Des services secrets, nous ne savons que les échecs et rarement les succès. Si l'échec provoque l'anathème, l'ingratitude est fille de la victoire. Quand à la gloire, il faut l'oublier, elle est pour les autres...

mercredi 21 novembre 2012

Exclusif : ce que le COS a vraiment fait en Libye... et ce qu'il n'a pas fait


70 hommes maximum, des raids de commandos-marine, mais pas de guidage des frappes aériennes...

On ne prête qu'aux riches et les forces spéciales françaises n'y échappent pas. Partout, ou presque, on lit qu'elles ont été à l'action sur le terrain lors de la guerre de Libye (mars-octobre 2011). La réalité est beaucoup plus prosaïque, mais correspond plus à ce à quoi servent vraiment le Commandement des opérations spéciales (COS), loin des fantasmes.

Voici donc  les faits, tels que nous avons pu les établir à la suite d'une longue enquête. Elle confirme les conclusions de Jean-Christophe Notin, auteur de "La vérité sur notre guerre en Libye" (Fayard 2012), sur lequel nous reviendrons.

Voici les principaux élements de mon enquête sur les effectifs déployés, le guidage des frappes et les raids de commandos-marine.

1) A moins de cinq reprises, les commandos marine, embarqués sur des frégates croisant au large, ont mené des raids contre des objectifs au sol. Ils l'ont fait à leur manière traditonnelle, c'est-à-dire en arrivant à bord de Zodiac et en repartant dès la mission accomplie, ne restant que quelques courtes heures sur le sol libyen. Ces raids, dont l'existence n'avait jamais été révélée, bien qu'évoquée par Notin, visaient les flux logistiques des forces kadhafistes et se déroulaient au même moment que les frappes des hélicoptères de l'Alat autour de Bréga. Il y en a eu peu, car les consignes de sécurité étaient extrêmement strictes et qu'il ne fallait habituer l'ennemi à ce risque. Ils se sont déroulés, contre des objectifs logistiques, sur la frange côtière.

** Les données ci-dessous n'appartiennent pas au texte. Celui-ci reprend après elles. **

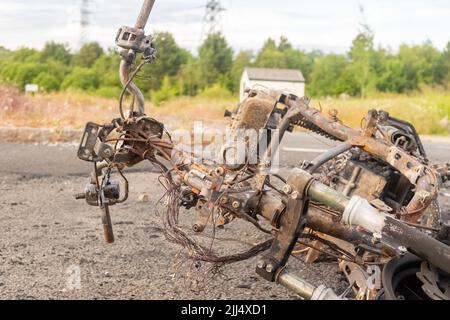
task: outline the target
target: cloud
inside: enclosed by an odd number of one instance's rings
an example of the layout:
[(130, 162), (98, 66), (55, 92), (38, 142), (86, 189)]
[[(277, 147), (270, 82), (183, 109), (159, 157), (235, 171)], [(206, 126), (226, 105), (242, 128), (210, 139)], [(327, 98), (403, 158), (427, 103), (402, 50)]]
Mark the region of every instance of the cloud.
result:
[[(2, 0), (0, 45), (42, 47), (46, 41), (79, 42), (81, 0)], [(170, 31), (192, 51), (200, 43), (206, 0), (156, 1), (148, 30)], [(397, 48), (401, 43), (431, 40), (442, 48), (450, 40), (448, 0), (248, 0), (222, 1), (222, 25), (235, 50), (257, 50), (268, 37), (287, 36), (297, 47), (343, 51), (351, 45), (363, 5), (376, 42)], [(114, 45), (117, 28), (132, 25), (142, 0), (92, 0), (90, 39)]]

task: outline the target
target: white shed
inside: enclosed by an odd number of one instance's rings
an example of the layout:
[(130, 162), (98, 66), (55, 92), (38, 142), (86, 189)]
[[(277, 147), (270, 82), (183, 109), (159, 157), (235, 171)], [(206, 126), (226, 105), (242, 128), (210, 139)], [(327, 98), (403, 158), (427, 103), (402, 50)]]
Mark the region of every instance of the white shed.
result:
[(299, 97), (305, 95), (305, 77), (300, 70), (245, 68), (241, 77), (240, 98), (245, 90), (261, 85), (271, 89), (284, 90)]

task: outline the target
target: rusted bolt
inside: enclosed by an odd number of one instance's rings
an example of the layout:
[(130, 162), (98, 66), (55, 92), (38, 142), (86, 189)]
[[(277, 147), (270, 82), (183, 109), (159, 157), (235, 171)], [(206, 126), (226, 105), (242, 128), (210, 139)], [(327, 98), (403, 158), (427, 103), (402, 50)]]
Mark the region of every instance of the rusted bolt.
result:
[(218, 167), (218, 168), (216, 168), (216, 170), (215, 170), (215, 174), (217, 175), (217, 176), (223, 176), (224, 175), (224, 173), (225, 173), (225, 170), (222, 168), (222, 167)]
[(292, 192), (291, 198), (294, 200), (300, 199), (300, 193), (298, 191)]
[(266, 267), (266, 263), (264, 262), (264, 260), (259, 260), (256, 266), (258, 267), (258, 269), (264, 269)]
[(398, 247), (398, 251), (400, 251), (400, 254), (406, 254), (408, 252), (408, 249), (406, 249), (406, 247), (404, 246), (400, 246)]
[(286, 194), (291, 194), (292, 193), (292, 187), (290, 185), (286, 184), (283, 187), (283, 192), (286, 193)]

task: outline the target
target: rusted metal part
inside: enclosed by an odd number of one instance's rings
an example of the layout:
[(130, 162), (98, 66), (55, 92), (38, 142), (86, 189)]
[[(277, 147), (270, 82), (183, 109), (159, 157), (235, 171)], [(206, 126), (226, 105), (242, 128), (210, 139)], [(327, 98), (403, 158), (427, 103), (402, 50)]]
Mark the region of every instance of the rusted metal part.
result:
[(356, 300), (374, 300), (382, 288), (381, 270), (378, 266), (370, 266), (364, 270), (356, 263), (341, 261), (339, 268), (347, 277)]
[(337, 157), (338, 155), (350, 150), (353, 147), (352, 144), (348, 142), (343, 142), (336, 147), (330, 149), (329, 151), (321, 154), (317, 158), (315, 158), (313, 161), (311, 161), (310, 165), (308, 166), (308, 172), (314, 173), (316, 172), (322, 165), (330, 161), (331, 159)]
[(333, 216), (312, 205), (306, 214), (306, 226), (315, 231), (346, 240), (355, 245), (373, 245), (371, 235), (339, 223), (338, 220), (333, 219)]
[[(279, 91), (272, 91), (272, 97), (284, 96)], [(288, 96), (284, 103), (290, 107), (290, 111), (306, 118), (317, 125), (321, 130), (336, 137), (341, 141), (347, 141), (353, 146), (369, 153), (373, 157), (390, 164), (401, 172), (416, 186), (416, 192), (409, 204), (404, 208), (403, 215), (409, 222), (417, 222), (427, 206), (437, 197), (437, 178), (435, 171), (417, 158), (409, 155), (403, 149), (391, 145), (386, 141), (372, 137), (372, 129), (360, 131), (351, 129), (336, 119), (332, 119), (319, 110), (309, 107), (295, 96)], [(293, 110), (296, 110), (293, 111)], [(299, 113), (299, 114), (298, 114)], [(373, 121), (373, 114), (369, 117)]]
[(276, 274), (286, 265), (305, 227), (304, 216), (309, 205), (306, 190), (312, 181), (313, 177), (309, 174), (294, 174), (287, 180), (287, 184), (292, 187), (292, 193), (287, 200), (286, 211), (281, 216), (280, 230), (269, 252), (256, 268), (256, 272), (268, 281), (276, 280)]
[(114, 232), (111, 222), (111, 214), (109, 212), (109, 205), (102, 206), (102, 225), (103, 235), (107, 243), (114, 243)]
[(426, 233), (386, 216), (382, 236), (394, 239), (405, 250), (450, 273), (450, 247)]

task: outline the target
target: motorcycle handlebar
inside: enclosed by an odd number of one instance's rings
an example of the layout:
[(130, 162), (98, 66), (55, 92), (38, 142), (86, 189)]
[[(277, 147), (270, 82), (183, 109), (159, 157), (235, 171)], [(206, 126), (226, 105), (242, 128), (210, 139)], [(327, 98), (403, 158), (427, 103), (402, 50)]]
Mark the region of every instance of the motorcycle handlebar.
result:
[(147, 22), (148, 22), (148, 18), (150, 17), (150, 13), (152, 12), (153, 9), (153, 5), (155, 4), (156, 0), (145, 0), (142, 8), (141, 8), (141, 12), (139, 13), (139, 17), (136, 20), (136, 29), (144, 29)]

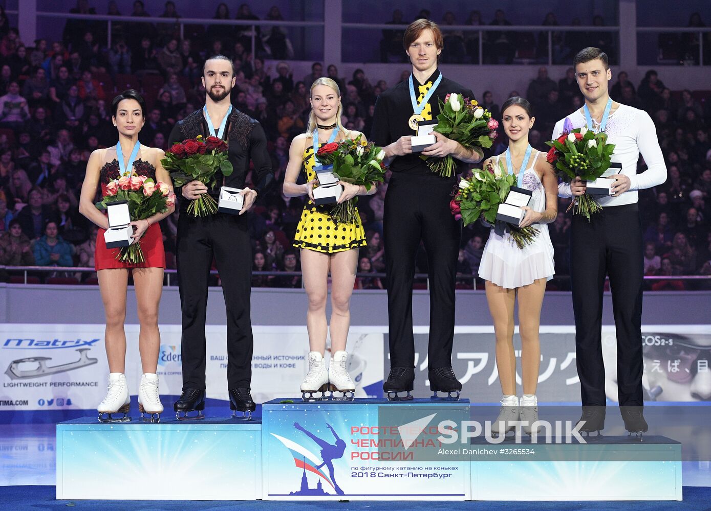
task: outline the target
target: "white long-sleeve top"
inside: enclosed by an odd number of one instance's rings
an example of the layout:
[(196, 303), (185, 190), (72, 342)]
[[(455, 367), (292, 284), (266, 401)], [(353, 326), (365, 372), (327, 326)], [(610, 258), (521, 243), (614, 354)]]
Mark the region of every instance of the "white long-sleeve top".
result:
[[(585, 126), (585, 116), (577, 110), (568, 116), (573, 128)], [(563, 133), (565, 118), (560, 119), (553, 128), (552, 138), (557, 138)], [(622, 164), (621, 173), (629, 177), (629, 189), (619, 197), (596, 197), (604, 207), (634, 204), (638, 199), (637, 190), (651, 188), (666, 181), (667, 170), (664, 156), (659, 147), (657, 131), (649, 114), (643, 110), (620, 104), (619, 107), (607, 118), (605, 127), (607, 141), (615, 145), (612, 153), (613, 162)], [(637, 160), (642, 154), (647, 170), (637, 173)], [(572, 197), (570, 183), (558, 185), (558, 196)]]

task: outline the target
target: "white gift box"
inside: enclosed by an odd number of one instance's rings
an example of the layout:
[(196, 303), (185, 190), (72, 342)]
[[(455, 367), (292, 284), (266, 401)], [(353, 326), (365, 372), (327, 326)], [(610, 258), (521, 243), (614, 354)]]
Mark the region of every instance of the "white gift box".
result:
[(245, 196), (240, 195), (240, 192), (242, 192), (241, 188), (220, 187), (218, 211), (220, 213), (239, 214), (245, 204)]
[(319, 181), (319, 187), (314, 189), (314, 202), (319, 205), (338, 202), (343, 187), (333, 174), (333, 165), (319, 165), (314, 171)]
[(521, 207), (528, 205), (533, 195), (533, 192), (530, 190), (511, 187), (506, 199), (498, 205), (496, 220), (518, 226), (525, 214)]
[(412, 137), (410, 141), (412, 144), (413, 153), (422, 153), (437, 141), (437, 139), (432, 135), (432, 130), (437, 125), (436, 121), (417, 123), (417, 134)]
[(604, 174), (594, 181), (585, 182), (585, 193), (588, 195), (611, 195), (612, 190), (610, 187), (615, 181), (614, 180), (608, 179), (608, 177), (616, 174), (619, 174), (621, 171), (621, 163), (611, 162), (610, 167), (605, 171)]
[(104, 233), (107, 248), (128, 246), (133, 242), (133, 226), (127, 201), (109, 202), (106, 207), (109, 214), (109, 229)]

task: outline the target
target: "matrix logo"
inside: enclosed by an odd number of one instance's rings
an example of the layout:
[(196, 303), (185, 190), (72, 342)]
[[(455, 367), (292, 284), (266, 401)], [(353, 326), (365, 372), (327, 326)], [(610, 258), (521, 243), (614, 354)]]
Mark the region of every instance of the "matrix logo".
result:
[(171, 362), (180, 363), (182, 361), (182, 355), (180, 351), (180, 346), (161, 344), (161, 351), (158, 356), (158, 365), (165, 366)]
[(82, 348), (92, 346), (100, 339), (9, 339), (2, 344), (3, 349), (58, 349), (61, 348)]

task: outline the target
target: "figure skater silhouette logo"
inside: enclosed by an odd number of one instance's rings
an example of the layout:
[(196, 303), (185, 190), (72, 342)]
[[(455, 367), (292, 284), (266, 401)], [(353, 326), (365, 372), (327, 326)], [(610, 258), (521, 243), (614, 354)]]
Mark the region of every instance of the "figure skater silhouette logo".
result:
[(326, 424), (326, 426), (331, 429), (331, 432), (336, 439), (336, 444), (329, 444), (326, 440), (323, 440), (311, 432), (307, 431), (298, 422), (294, 423), (294, 427), (304, 433), (307, 436), (309, 436), (309, 438), (318, 444), (319, 446), (321, 447), (321, 458), (323, 460), (323, 462), (315, 468), (318, 470), (324, 466), (328, 467), (328, 473), (331, 475), (331, 480), (333, 484), (333, 489), (336, 490), (336, 493), (338, 495), (343, 495), (343, 490), (341, 489), (341, 487), (339, 487), (338, 483), (336, 482), (336, 476), (333, 473), (333, 461), (334, 459), (340, 459), (343, 457), (343, 453), (346, 451), (346, 442), (338, 437), (338, 435), (336, 434), (336, 432), (333, 430), (333, 428), (330, 424)]

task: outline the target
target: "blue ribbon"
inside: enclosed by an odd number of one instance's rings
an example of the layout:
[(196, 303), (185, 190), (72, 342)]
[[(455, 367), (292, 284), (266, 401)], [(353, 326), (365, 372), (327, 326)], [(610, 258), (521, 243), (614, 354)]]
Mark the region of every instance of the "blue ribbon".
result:
[(230, 116), (230, 114), (232, 113), (232, 105), (230, 105), (230, 108), (228, 109), (227, 114), (223, 117), (223, 123), (220, 125), (220, 131), (216, 133), (215, 132), (215, 126), (213, 126), (213, 121), (210, 119), (210, 114), (208, 114), (208, 106), (205, 105), (203, 106), (203, 111), (205, 112), (205, 119), (208, 121), (208, 129), (210, 130), (210, 134), (213, 136), (216, 136), (218, 138), (222, 138), (223, 135), (225, 133), (225, 126), (227, 126), (227, 118)]
[[(523, 161), (521, 162), (521, 167), (518, 169), (518, 186), (519, 188), (523, 187), (523, 172), (526, 171), (528, 165), (528, 160), (531, 157), (531, 145), (528, 144), (528, 147), (526, 148), (526, 153), (523, 156)], [(508, 169), (508, 173), (513, 175), (513, 163), (511, 162), (511, 150), (506, 149), (506, 167)]]
[(424, 109), (424, 106), (427, 104), (427, 101), (429, 101), (429, 98), (431, 98), (432, 94), (434, 94), (434, 91), (437, 88), (437, 85), (439, 85), (439, 82), (442, 81), (442, 73), (439, 73), (439, 76), (437, 77), (436, 80), (434, 80), (434, 83), (432, 84), (429, 90), (427, 91), (427, 94), (424, 94), (424, 98), (422, 99), (422, 101), (418, 104), (417, 97), (415, 95), (415, 84), (412, 81), (412, 75), (410, 75), (410, 100), (412, 102), (412, 111), (415, 112), (415, 115), (419, 115), (422, 110)]
[[(338, 126), (336, 126), (336, 129), (333, 130), (333, 133), (331, 133), (331, 138), (328, 138), (328, 143), (332, 143), (336, 140), (336, 136), (338, 134)], [(319, 165), (319, 158), (316, 157), (316, 153), (319, 152), (319, 128), (316, 128), (314, 130), (314, 166)]]
[(133, 163), (136, 161), (136, 157), (138, 156), (138, 150), (140, 147), (141, 143), (136, 141), (136, 145), (134, 145), (134, 150), (131, 153), (128, 165), (124, 165), (124, 152), (121, 150), (120, 141), (116, 144), (116, 159), (119, 160), (119, 172), (121, 172), (121, 175), (124, 175), (126, 173), (127, 168), (128, 168), (130, 173), (133, 173)]
[[(607, 118), (610, 115), (610, 109), (612, 108), (612, 98), (609, 98), (607, 100), (607, 104), (605, 105), (605, 111), (602, 114), (602, 120), (600, 121), (600, 131), (605, 131), (605, 126), (607, 126)], [(587, 108), (587, 103), (583, 106), (583, 111), (585, 112), (585, 122), (587, 124), (588, 129), (592, 129), (592, 117), (590, 116), (590, 110)]]

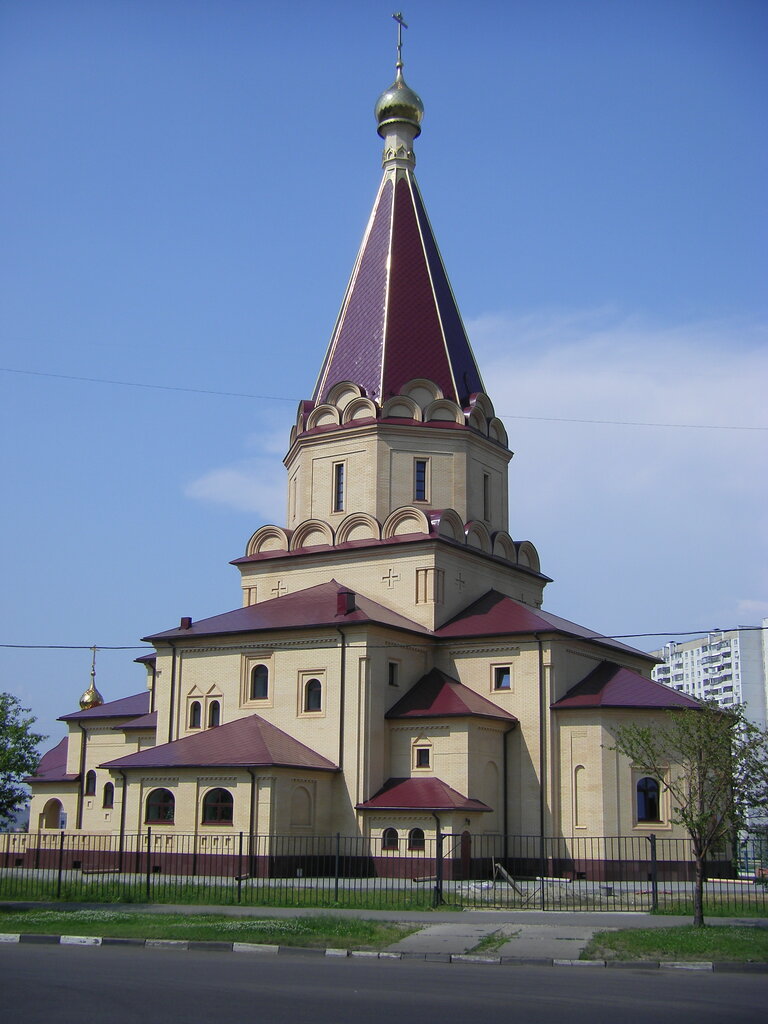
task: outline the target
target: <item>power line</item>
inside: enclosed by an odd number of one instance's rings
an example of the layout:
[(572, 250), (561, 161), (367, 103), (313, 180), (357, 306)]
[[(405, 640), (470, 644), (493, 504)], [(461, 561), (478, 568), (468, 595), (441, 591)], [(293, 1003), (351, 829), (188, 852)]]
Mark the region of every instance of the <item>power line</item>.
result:
[[(300, 398), (292, 398), (287, 395), (276, 394), (251, 394), (247, 391), (215, 391), (211, 388), (202, 387), (180, 387), (173, 384), (147, 384), (142, 381), (120, 381), (106, 377), (79, 377), (74, 374), (53, 374), (42, 370), (17, 370), (13, 367), (0, 367), (1, 373), (24, 374), (29, 377), (49, 377), (53, 380), (81, 381), (87, 384), (110, 384), (116, 387), (144, 388), (152, 391), (179, 391), (185, 394), (208, 394), (214, 397), (223, 398), (249, 398), (258, 401), (290, 401), (298, 403)], [(768, 426), (745, 426), (742, 424), (726, 423), (657, 423), (650, 420), (595, 420), (580, 419), (578, 417), (566, 416), (523, 416), (517, 413), (499, 413), (500, 419), (505, 420), (536, 420), (544, 423), (584, 423), (597, 426), (611, 427), (662, 427), (664, 429), (677, 430), (751, 430), (768, 431)]]
[[(564, 632), (557, 630), (555, 627), (551, 627), (554, 632)], [(566, 637), (563, 638), (563, 642), (572, 643), (573, 640), (642, 640), (649, 637), (692, 637), (692, 636), (702, 636), (710, 633), (754, 633), (768, 631), (768, 626), (729, 626), (729, 627), (715, 627), (711, 629), (701, 630), (665, 630), (659, 633), (618, 633), (608, 636), (605, 633), (592, 633), (587, 636), (582, 636), (581, 634), (568, 633)], [(257, 631), (254, 631), (257, 632)], [(529, 630), (530, 633), (547, 633), (547, 629), (541, 630)], [(504, 635), (504, 634), (503, 634)], [(507, 636), (513, 637), (518, 634), (509, 633)], [(193, 634), (193, 639), (205, 640), (210, 639), (208, 636)], [(177, 639), (177, 638), (175, 638)], [(439, 640), (440, 637), (435, 639)], [(472, 637), (454, 637), (452, 640), (471, 640)], [(477, 637), (476, 639), (483, 639), (483, 637)], [(153, 648), (147, 644), (141, 647), (126, 645), (111, 645), (111, 644), (55, 644), (55, 643), (0, 643), (0, 648), (11, 648), (15, 650), (145, 650), (152, 651)], [(276, 649), (281, 646), (280, 643), (267, 644), (270, 649)], [(387, 650), (390, 647), (398, 646), (397, 642), (389, 644), (348, 644), (349, 647), (366, 647), (369, 650)], [(424, 646), (418, 642), (408, 642), (402, 646), (414, 647), (414, 646)], [(289, 649), (289, 648), (286, 648)], [(290, 645), (290, 649), (293, 649), (293, 644)]]

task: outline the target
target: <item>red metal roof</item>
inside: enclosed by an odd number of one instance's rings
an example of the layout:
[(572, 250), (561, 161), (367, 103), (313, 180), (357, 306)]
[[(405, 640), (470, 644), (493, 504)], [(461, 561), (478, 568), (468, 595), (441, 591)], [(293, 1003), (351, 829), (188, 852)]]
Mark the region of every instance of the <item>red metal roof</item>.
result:
[(125, 722), (123, 725), (115, 725), (114, 729), (122, 729), (123, 732), (152, 732), (158, 727), (158, 713), (156, 711), (151, 712), (148, 715), (139, 715), (138, 718), (132, 718), (130, 722)]
[(255, 768), (338, 771), (335, 764), (259, 715), (108, 761), (102, 768)]
[(313, 400), (352, 381), (383, 402), (414, 378), (467, 404), (482, 380), (411, 171), (385, 174)]
[(67, 736), (40, 758), (34, 775), (28, 775), (25, 782), (76, 782), (79, 775), (67, 774)]
[(514, 598), (489, 590), (473, 604), (460, 611), (450, 622), (435, 631), (435, 636), (441, 639), (473, 636), (512, 636), (521, 633), (564, 633), (567, 636), (592, 640), (604, 647), (627, 651), (655, 662), (656, 658), (642, 650), (635, 650), (618, 640), (588, 630), (585, 626), (571, 623), (567, 618), (553, 615), (541, 608), (531, 608), (529, 604), (515, 601)]
[(390, 708), (385, 718), (500, 718), (507, 722), (517, 719), (509, 712), (452, 679), (439, 669), (432, 669)]
[(692, 697), (613, 662), (601, 662), (553, 708), (699, 708)]
[(249, 604), (222, 615), (201, 618), (188, 630), (178, 627), (163, 633), (154, 633), (144, 640), (165, 640), (177, 637), (221, 636), (230, 633), (256, 633), (261, 630), (307, 629), (314, 626), (344, 626), (353, 623), (380, 623), (396, 629), (428, 633), (423, 626), (397, 614), (383, 604), (378, 604), (361, 594), (355, 594), (355, 609), (346, 614), (337, 610), (337, 596), (348, 588), (335, 580), (318, 584), (296, 594), (274, 597), (260, 604)]
[(481, 800), (471, 800), (439, 778), (390, 778), (360, 811), (489, 811)]
[(150, 711), (150, 691), (134, 693), (130, 697), (120, 697), (119, 700), (109, 700), (106, 703), (89, 708), (88, 711), (74, 711), (71, 715), (61, 715), (59, 722), (86, 721), (92, 718), (137, 718)]

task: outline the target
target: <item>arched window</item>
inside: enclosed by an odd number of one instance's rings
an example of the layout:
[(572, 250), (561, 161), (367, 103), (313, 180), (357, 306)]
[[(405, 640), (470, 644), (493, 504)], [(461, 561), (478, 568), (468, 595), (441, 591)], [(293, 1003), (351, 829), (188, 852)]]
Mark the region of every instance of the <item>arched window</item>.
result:
[(221, 705), (218, 700), (211, 700), (208, 706), (208, 725), (213, 727), (214, 725), (221, 724)]
[(423, 850), (424, 849), (424, 829), (423, 828), (412, 828), (408, 834), (408, 848), (409, 850)]
[(304, 687), (304, 711), (319, 711), (323, 707), (323, 685), (319, 679), (310, 679)]
[(146, 798), (146, 821), (173, 821), (176, 801), (170, 790), (153, 790)]
[(637, 783), (637, 820), (660, 821), (658, 782), (645, 776)]
[(251, 670), (251, 700), (266, 700), (269, 696), (269, 670), (255, 665)]
[(63, 807), (61, 801), (55, 798), (49, 800), (40, 815), (40, 823), (43, 828), (63, 828)]
[(203, 797), (203, 824), (231, 824), (233, 806), (232, 795), (227, 790), (209, 790)]
[(398, 836), (396, 828), (385, 828), (381, 837), (382, 850), (396, 850), (397, 840)]

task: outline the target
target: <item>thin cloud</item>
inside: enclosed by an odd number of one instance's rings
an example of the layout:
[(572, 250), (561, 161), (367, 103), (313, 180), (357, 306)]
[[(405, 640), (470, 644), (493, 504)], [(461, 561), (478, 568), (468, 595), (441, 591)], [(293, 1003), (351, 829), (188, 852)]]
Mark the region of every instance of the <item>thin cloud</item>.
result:
[(184, 488), (187, 498), (255, 513), (266, 522), (285, 515), (286, 492), (279, 459), (249, 459), (212, 469)]

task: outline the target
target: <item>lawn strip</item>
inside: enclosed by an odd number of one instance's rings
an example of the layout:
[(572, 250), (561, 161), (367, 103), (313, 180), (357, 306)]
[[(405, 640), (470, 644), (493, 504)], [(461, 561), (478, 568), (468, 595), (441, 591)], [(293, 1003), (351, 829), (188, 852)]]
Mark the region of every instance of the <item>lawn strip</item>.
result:
[(382, 949), (417, 925), (343, 919), (230, 918), (224, 914), (135, 913), (120, 910), (14, 910), (0, 912), (0, 932), (110, 938), (251, 942), (281, 946)]
[(768, 962), (768, 929), (709, 925), (596, 932), (582, 959)]

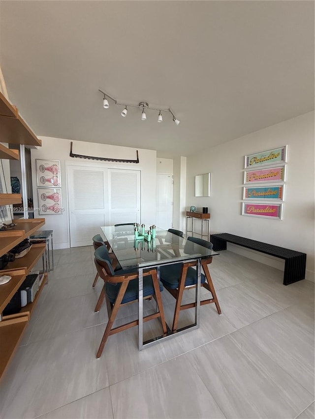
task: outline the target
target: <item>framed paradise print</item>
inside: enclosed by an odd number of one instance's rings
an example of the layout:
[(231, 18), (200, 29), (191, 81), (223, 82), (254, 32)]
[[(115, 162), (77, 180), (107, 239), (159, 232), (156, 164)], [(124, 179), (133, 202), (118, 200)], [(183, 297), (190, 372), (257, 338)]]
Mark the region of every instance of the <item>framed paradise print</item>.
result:
[(286, 169), (286, 166), (284, 165), (254, 170), (245, 170), (244, 183), (284, 182), (285, 180)]
[(287, 158), (287, 145), (279, 148), (273, 148), (265, 151), (259, 151), (253, 154), (245, 156), (245, 168), (284, 163)]
[(284, 185), (245, 186), (243, 188), (243, 199), (245, 201), (260, 199), (283, 201), (284, 199)]
[(37, 196), (40, 215), (62, 213), (61, 189), (37, 188)]
[(242, 215), (282, 220), (283, 204), (256, 204), (243, 202)]
[(60, 161), (36, 159), (36, 176), (39, 188), (60, 188)]

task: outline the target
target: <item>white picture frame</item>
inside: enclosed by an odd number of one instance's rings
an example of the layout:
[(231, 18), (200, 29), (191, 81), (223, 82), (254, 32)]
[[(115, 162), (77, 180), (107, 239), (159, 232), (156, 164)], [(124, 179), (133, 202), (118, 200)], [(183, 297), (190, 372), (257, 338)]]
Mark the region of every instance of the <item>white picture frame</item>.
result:
[(61, 188), (60, 160), (36, 159), (36, 177), (38, 188)]
[(37, 197), (40, 215), (62, 214), (61, 188), (37, 188)]

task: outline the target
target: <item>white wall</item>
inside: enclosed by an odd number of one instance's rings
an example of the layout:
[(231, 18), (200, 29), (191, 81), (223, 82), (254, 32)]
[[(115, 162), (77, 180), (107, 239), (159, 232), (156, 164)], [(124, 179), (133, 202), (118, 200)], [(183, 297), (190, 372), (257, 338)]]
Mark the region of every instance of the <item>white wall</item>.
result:
[(173, 174), (173, 159), (157, 158), (157, 173)]
[[(283, 220), (241, 215), (244, 156), (285, 144)], [(212, 173), (211, 196), (196, 197), (194, 176), (208, 172)], [(306, 253), (307, 279), (314, 280), (314, 112), (189, 156), (187, 196), (187, 209), (191, 205), (197, 210), (208, 207), (212, 232), (228, 232)], [(258, 257), (276, 267), (283, 265), (279, 259)]]
[[(63, 207), (64, 211), (62, 215), (39, 215), (34, 211), (35, 218), (44, 217), (46, 224), (42, 229), (54, 230), (54, 247), (63, 249), (70, 246), (69, 233), (69, 213), (66, 196), (66, 162), (75, 161), (81, 165), (105, 167), (120, 167), (122, 168), (132, 168), (141, 170), (141, 222), (147, 224), (156, 222), (156, 152), (152, 150), (138, 149), (139, 164), (112, 163), (70, 157), (71, 140), (51, 137), (39, 137), (42, 141), (42, 146), (38, 149), (31, 150), (32, 179), (34, 208), (38, 207), (37, 186), (36, 180), (35, 159), (60, 160)], [(120, 147), (104, 144), (73, 141), (73, 153), (88, 156), (107, 157), (113, 159), (134, 160), (136, 158), (137, 149)]]
[(173, 226), (183, 231), (186, 228), (186, 157), (174, 159)]

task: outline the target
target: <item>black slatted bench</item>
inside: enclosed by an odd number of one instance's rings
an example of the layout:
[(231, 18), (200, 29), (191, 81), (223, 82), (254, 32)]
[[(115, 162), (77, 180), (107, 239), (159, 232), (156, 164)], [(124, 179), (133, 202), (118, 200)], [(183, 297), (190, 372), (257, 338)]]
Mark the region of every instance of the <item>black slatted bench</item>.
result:
[(239, 246), (243, 246), (256, 251), (284, 259), (285, 263), (284, 285), (289, 285), (305, 278), (306, 253), (275, 246), (273, 245), (268, 245), (267, 243), (246, 239), (239, 236), (234, 236), (228, 233), (211, 234), (210, 241), (213, 245), (213, 250), (216, 251), (226, 250), (226, 242), (228, 242)]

2) A aucun moment, les forces spéciales françaises du COS n'ont participé au guidage des bombardiers de l'Otan contre des objectifs au sol, même si cela a été beaucoup écrit et raconté... Elles ont essentiellement transmis des demandes de frappes de la part des insurgés vers les centres de commandement de l'Otan, même si elles disposaient d'un système de liaison direct avec les avions. Mais imaginer des hommes du COS en première ligne désignant avec leur laser des cibles pour les bombes guidées de l'aviation, comme te font les J-TAC, relève de la fiction.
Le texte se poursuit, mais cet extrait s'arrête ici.